Morse Barnes Brown and Pendleton

Friday, September 26, 2008

Policy Tracker

Hockfield: More fed R&D funding is key to progress

MIT President Susan Hockfield urged Congress last week to sharply increase federal funding for energy research, saying such a move could help unleash an “energy revolution” capable of resolving several of America’s problems at once.

“We stand on the verge of a global energy technology revolution,” Hockfield said in testimony before the House Select Committee on Energy Independence and Global Warming in Washington. “The question before us is: Will America lead it and reap the rewards? Or will we surrender that advantage to other countries with clearer vision?”

At the hearing, Hockfield said boosting federal energy research could simultaneously help address the problems of a shaky economy, geopolitical instabilities linked to energy consumption and security, and the growing evidence of climate change.

Chaired by U.S. Rep.
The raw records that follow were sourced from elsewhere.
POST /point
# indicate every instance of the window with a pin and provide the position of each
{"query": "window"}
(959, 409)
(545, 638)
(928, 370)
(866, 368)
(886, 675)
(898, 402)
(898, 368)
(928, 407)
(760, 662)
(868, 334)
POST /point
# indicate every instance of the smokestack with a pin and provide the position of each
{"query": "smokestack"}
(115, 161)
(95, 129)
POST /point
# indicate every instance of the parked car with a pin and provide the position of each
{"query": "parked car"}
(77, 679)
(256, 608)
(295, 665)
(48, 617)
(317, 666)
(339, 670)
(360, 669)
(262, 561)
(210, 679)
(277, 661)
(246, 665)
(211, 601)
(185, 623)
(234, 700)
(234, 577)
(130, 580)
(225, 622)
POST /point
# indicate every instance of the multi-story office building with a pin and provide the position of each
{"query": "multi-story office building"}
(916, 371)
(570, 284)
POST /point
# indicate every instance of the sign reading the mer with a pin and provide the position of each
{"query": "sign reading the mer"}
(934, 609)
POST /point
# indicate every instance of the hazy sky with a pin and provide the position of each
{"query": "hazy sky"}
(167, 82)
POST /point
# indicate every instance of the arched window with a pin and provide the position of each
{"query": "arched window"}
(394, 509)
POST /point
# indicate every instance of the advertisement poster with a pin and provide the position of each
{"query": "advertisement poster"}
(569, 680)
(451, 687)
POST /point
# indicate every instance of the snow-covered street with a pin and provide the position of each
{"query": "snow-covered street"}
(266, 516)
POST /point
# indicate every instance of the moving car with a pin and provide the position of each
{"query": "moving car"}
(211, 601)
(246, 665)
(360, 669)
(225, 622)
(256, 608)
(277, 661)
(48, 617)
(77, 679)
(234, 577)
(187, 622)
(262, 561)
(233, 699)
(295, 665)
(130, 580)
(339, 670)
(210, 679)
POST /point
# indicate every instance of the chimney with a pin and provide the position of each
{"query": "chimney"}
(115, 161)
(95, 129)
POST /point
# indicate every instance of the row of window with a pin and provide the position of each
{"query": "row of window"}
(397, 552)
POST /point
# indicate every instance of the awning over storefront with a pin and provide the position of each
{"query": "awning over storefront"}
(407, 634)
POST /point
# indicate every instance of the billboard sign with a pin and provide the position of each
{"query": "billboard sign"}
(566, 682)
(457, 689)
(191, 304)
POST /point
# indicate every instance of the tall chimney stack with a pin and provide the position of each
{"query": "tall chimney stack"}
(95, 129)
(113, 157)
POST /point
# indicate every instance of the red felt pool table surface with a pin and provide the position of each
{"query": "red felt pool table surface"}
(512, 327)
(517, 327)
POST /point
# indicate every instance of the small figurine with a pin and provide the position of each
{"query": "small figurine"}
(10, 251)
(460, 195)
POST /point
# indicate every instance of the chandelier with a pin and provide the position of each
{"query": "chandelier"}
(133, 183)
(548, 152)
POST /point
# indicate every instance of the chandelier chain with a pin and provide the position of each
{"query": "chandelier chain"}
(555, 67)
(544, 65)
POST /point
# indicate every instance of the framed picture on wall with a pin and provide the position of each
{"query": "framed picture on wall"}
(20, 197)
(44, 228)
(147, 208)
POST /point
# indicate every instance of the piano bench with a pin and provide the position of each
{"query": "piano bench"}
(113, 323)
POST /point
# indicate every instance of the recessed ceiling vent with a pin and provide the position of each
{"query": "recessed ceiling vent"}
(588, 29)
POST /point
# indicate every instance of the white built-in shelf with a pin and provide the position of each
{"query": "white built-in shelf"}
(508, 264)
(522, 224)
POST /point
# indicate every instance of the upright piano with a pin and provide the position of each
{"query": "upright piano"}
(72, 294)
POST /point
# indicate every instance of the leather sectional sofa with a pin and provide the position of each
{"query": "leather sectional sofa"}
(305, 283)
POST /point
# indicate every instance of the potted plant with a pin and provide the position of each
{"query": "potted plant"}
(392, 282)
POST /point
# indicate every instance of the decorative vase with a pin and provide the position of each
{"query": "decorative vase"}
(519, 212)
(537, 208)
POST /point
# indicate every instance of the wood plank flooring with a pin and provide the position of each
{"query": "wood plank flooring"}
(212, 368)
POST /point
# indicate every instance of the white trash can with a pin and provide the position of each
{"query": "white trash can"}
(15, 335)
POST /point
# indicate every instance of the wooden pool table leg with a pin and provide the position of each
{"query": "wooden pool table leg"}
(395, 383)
Edward Markey, D-Mass., the select committee was created last year to address issues related to the urgent challenges of oil dependence and climate change. In addition to Hockfield, the committee heard testimony from Stephen Forrest, vice president of research at the University of Michigan; Jack Fellows, vice president of the University Corporation for Atmospheric Research; and Daniel Kammen, professor at UC-Berkeley.

While federal funding for energy research has helped power the economy in the past, Hockfield noted, it has dwindled alarmingly in recent years, from 10 percent of the federal research budget in 1980 to just 2 percent today. At the same time, corporate R&D by energy companies has also plummeted, she said, to less than one-quarter of 1 percent of revenues, compared to the 18 percent invested by pharmaceutical companies.

“Congress funded the basic research that spawned the information technology revolution and the biotech revolution,” she said. “Today, to spark an energy revolution, Congress must lead again.”